The British bank is alleged to have helped hundreds of clients, including wealthy Antwerp-based diamond dealers, shift their money to offshore tax havens.
According to Belgian prosecutors, HSBC’s actions resulted in the loss of tax revenue totaling hundreds of millions of euros.
As from 2005, EU individuals’ and companies’ income on overseas accounts were taxed at 15%. In 2011, the rate was increased to 35%.
In a statement, Belgian authorities said:
“The damage done to the Belgian state by the aforementioned deeds is estimated at several hundred million euros, to which should be added larger sums that could have been laundered and may be seized by the Belgian authorities.”
During the summer, HSBC had warned shareholders that such an allegation was likely and that the penalty could be considerable.
According to Belgian authorities “(HSBC is accused of) having knowingly eased and promoted fiscal fraud by making offshore companies available to certain privileged clients.”

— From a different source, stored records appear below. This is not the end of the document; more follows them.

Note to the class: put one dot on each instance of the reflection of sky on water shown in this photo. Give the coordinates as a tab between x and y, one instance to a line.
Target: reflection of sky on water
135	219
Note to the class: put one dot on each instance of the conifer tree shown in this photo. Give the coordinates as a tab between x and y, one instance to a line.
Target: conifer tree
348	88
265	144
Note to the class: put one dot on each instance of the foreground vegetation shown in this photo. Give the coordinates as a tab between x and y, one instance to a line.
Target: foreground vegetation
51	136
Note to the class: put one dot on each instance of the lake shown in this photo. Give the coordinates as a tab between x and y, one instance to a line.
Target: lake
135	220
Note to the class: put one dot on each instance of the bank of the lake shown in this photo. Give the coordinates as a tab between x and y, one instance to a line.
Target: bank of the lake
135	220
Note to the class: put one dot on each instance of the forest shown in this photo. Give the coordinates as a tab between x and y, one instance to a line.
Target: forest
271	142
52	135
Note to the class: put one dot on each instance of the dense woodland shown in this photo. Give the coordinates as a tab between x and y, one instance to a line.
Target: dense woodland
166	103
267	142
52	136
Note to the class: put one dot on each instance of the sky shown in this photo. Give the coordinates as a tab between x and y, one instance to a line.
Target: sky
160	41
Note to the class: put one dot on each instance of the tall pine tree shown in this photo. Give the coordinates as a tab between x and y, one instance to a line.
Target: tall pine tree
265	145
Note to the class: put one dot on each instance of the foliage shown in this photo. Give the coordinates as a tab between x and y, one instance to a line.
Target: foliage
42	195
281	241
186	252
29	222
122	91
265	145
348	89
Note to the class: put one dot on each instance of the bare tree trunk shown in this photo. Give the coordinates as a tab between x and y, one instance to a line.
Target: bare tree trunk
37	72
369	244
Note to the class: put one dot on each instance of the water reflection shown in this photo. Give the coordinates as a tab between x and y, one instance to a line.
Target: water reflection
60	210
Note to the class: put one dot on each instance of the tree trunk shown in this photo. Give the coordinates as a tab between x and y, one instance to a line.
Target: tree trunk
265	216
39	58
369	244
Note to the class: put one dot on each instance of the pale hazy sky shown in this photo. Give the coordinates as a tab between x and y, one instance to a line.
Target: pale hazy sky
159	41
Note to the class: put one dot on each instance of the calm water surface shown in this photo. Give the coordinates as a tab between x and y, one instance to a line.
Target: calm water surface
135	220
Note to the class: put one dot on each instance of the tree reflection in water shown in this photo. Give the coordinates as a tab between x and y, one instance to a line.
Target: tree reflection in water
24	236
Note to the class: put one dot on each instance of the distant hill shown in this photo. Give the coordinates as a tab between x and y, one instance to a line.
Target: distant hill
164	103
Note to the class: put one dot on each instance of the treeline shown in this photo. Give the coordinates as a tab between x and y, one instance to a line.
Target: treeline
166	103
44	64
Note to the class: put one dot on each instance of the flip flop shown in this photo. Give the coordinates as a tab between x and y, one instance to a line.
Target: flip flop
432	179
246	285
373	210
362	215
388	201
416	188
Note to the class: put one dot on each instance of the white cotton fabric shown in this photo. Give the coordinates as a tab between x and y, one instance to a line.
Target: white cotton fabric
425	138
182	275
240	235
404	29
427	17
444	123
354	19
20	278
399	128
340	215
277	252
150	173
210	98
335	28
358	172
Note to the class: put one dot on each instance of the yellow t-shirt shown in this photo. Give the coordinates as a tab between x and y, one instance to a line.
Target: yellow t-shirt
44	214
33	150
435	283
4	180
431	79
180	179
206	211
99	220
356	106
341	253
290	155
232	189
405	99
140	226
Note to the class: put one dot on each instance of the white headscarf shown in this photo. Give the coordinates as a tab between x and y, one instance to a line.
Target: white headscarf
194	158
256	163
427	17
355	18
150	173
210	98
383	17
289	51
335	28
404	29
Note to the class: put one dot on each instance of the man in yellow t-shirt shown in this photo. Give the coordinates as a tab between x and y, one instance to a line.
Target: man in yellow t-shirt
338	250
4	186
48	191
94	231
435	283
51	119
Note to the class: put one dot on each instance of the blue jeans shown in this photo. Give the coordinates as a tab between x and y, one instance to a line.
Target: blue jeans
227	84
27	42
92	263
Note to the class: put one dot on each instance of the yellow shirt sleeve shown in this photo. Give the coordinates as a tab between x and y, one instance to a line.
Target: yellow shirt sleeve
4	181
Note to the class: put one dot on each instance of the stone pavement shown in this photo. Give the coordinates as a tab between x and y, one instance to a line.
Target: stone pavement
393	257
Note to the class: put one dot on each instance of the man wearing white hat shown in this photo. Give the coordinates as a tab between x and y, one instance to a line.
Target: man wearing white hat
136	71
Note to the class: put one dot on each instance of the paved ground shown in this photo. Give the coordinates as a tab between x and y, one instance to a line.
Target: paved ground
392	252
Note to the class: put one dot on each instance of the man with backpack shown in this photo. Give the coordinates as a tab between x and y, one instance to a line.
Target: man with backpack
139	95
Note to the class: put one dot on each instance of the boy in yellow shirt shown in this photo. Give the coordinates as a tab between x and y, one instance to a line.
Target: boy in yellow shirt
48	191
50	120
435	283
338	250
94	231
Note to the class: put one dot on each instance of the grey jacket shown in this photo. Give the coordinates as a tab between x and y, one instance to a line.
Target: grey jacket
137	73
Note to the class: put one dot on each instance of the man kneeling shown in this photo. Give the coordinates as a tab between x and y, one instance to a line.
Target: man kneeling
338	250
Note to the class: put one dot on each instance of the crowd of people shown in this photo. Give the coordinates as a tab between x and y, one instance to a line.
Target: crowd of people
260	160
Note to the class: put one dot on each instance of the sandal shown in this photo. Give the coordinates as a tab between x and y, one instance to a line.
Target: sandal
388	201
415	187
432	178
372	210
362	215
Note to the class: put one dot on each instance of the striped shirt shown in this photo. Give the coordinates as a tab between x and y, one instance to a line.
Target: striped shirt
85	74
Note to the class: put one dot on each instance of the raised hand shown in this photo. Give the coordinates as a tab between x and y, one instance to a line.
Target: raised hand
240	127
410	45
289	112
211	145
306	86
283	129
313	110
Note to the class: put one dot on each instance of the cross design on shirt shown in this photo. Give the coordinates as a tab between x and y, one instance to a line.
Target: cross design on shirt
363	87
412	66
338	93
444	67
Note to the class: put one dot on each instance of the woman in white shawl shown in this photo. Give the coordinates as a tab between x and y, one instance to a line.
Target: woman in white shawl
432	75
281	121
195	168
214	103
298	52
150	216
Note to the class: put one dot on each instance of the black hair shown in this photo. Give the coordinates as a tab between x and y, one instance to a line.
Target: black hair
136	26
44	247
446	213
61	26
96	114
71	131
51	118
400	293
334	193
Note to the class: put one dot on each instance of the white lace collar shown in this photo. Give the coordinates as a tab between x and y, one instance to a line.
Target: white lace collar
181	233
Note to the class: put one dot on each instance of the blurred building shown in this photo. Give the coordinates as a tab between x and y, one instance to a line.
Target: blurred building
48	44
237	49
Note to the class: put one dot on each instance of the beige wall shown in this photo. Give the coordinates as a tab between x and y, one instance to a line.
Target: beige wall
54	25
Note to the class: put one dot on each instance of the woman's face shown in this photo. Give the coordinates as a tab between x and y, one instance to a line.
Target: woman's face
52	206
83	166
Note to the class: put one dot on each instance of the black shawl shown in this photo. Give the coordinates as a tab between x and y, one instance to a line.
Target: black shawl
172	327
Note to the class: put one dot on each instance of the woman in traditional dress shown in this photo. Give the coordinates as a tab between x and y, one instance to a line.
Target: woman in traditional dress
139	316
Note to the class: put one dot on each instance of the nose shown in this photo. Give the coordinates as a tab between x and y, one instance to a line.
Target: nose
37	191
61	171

The prosecutors added that these firms, based in the Virgin Islands and Panama, have just one purpose – to facilitate tax evasion.
Since 2003, Belgian authorities say more than 1,000 nationals have been involved in the fraudulent movement of several billions of dollars out of the country.
HSBC announced on Monday:
“HSBC Private Bank (Suisse) SA has been notified that it has been placed under formal investigation by a Belgian judge who, along with the French authorities, is examining whether the bank acted appropriately in the past in relation to certain clients who had Belgian tax reporting requirements.”
“Both the Belgian and French investigations have been notified in our filings previously and we will continue to cooperate to the fullest extent possible.”